Social listening empowers you to go beyond incoming support emails – from a passive support – to proactive customer service. Obtaining various real time alerts, based on the keywords you choose to monitor with a specific social media monitoring tool, will help you stay alert and enable you to react respectively. Most online forum talks about a brand are wrapped around product quality (especially compared to other brands). They cover product features, pros and cons, and whether the product meets user expectations. Such talks can be held on Quora, Reddit, a niche group on Linkedin, or on any other one of the millions of websites dedicated to sharing one’s experiences. Sure, some users might be mistaken and their opinions outdated. Others may express confusion about features that were fixed, improved or even withdrawn long ago. But remember, before you jump into a discussion, know who it is you’re going be engaging with. Make sure you can answer the following questions:
  • Who is this person?
  • How does he or she know your brand and products?
  • What does he or she need from you?
  • How can you make him or her happy?
The answers to these questions will determine how you go about replying. But the point of joining a conversation is to turn the conversation about you into a dialogue and create a healthy relationship with prospects. That’s why you need to proceed strategically. Your replies should always be supportive and express empathy. Cases will differ: you’ll sometimes find yourself comforting unhappy customers, and other times you’ll bask in the praise of a customer that has nothing but good things to say. Remember to consider and match the voice and style used by the community on a specific platform. In other words, pay attention to the wording (or business slang) used and try to fit in. However, if the issue gets more complex and can’t be resolved within a short exchange of messages/ comments/ replies on a public platform, suggest to redirect the conversation to a dedicated (private) support channel.

Lead Generation

The day-to-day social listening and your pro-customer attitude will affect user morale favorably. Your active presence and responsiveness, anywhere online, will eventually bring huge payoffs in the form of referral traffic to your site. Keep-up the proactive approach and monitor how your traffic sources change in Google Analytics. Have you recently started using Quora? Mark the date, and after three months, compare the results to the previous period. The growth will surely be visible.

Competitive Analysis

Social media listening will provide you with complete knowledge about your industry, trends and news concerning your competitors. The proper social listening tool will keep you informed about the actions they take. You just need to set up alerts correctly so they consist of all the variations of competitors’ brand names and all the necessary phrases for your industry. The alerts will inform you about your competitors’ newest strategies and may either inspire your next course of action or teach you which mistakes shouldn’t be repeated.

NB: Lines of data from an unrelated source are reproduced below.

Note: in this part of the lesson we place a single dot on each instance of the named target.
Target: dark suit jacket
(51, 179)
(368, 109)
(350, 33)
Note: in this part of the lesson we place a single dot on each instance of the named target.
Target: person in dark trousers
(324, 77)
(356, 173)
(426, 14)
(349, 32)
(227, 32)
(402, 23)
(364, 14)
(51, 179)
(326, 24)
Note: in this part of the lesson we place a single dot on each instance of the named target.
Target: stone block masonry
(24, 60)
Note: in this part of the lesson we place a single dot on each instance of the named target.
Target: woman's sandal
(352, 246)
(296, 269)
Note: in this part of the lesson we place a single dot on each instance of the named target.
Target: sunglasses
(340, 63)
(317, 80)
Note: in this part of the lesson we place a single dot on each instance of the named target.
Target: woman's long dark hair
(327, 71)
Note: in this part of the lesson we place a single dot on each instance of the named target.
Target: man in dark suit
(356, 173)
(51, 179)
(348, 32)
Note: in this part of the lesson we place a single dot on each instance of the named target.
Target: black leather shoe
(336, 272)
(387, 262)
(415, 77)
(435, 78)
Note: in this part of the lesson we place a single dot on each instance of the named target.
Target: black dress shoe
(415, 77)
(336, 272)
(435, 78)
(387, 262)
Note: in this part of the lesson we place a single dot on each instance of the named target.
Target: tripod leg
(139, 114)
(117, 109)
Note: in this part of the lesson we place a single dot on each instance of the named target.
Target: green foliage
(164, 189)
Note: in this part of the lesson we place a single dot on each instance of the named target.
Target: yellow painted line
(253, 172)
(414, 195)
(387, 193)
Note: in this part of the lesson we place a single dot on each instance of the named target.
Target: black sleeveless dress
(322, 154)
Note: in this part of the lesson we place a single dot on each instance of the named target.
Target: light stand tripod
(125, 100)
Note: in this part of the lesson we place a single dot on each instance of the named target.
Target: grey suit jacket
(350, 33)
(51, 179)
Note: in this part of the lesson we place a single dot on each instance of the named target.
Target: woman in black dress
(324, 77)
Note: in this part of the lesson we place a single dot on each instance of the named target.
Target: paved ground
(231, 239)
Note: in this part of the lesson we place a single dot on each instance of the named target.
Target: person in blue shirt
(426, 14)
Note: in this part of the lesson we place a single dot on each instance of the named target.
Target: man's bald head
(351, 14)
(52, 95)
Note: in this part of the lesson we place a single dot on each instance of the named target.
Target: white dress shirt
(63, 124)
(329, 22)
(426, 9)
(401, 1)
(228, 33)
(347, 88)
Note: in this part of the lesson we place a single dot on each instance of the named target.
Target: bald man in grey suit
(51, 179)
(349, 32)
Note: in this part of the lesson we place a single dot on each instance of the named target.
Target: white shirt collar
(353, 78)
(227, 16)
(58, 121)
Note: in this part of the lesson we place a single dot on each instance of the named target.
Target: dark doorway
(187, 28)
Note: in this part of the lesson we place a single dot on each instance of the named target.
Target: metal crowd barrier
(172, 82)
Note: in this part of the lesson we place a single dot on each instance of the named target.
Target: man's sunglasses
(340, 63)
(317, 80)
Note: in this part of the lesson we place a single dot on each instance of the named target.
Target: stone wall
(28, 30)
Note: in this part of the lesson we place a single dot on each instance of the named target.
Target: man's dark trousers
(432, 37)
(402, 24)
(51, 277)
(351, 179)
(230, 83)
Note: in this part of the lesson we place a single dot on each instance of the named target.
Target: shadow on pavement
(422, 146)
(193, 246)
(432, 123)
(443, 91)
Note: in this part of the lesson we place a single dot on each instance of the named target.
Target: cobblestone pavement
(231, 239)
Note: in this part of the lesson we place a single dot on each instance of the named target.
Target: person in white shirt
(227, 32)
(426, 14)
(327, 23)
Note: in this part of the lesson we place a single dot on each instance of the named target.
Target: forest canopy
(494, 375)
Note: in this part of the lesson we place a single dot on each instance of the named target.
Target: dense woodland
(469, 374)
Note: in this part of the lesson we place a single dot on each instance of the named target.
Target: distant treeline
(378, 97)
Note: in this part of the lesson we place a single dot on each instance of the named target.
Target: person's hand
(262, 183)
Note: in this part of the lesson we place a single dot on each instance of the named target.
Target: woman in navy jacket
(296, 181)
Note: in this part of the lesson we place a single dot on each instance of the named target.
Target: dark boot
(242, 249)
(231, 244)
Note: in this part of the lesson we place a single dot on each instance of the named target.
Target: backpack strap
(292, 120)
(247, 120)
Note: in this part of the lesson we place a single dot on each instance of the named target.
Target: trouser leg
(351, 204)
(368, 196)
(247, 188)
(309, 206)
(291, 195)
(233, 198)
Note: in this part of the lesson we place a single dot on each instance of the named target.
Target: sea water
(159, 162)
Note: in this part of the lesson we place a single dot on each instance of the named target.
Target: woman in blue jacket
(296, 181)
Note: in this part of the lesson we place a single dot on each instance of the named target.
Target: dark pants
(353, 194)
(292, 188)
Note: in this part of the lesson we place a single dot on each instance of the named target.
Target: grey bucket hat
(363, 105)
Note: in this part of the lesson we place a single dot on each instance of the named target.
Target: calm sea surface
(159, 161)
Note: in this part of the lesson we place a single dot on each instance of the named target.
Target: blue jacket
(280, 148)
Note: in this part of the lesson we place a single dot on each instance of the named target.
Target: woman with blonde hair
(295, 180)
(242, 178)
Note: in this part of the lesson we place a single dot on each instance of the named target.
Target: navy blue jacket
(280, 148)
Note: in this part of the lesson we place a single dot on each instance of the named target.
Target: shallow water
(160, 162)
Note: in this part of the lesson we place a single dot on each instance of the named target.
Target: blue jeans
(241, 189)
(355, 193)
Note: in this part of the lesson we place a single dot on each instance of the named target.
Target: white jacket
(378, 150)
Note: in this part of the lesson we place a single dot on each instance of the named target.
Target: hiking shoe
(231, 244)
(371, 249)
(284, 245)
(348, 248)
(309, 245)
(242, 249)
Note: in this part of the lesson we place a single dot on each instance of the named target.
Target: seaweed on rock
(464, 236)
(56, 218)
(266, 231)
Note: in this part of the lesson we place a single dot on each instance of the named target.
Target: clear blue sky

Finding influencers and advocates

Once you start social media listening, you’ll be quick to identify friendly souls who praise you and defend your brand image. You will also be able to distinguish niche influencers that attract the most attention. But above all, you’ll gain access to market knowledge which can’t be obtained in any other way.

How to setup your first social listening campaign

  1. Decide on a powerful software that will allow you to monitor your company and all the related terms across every popular channel among your marketing personas.
  2. Prepare the list of topics which you want to collect alerts for.
  3. Create an adequate list of keywords for all of those lists.
  4. Add topics with keywords to your tool.
  5. Start monitoring.
  6. See what types of alerts come in and discuss with your team how to approach recurring cases.
Becoming proactive in customer relations is more important now than ever before. Be a part of the conversation and stop missing out on the opportunity to impact your online reputation.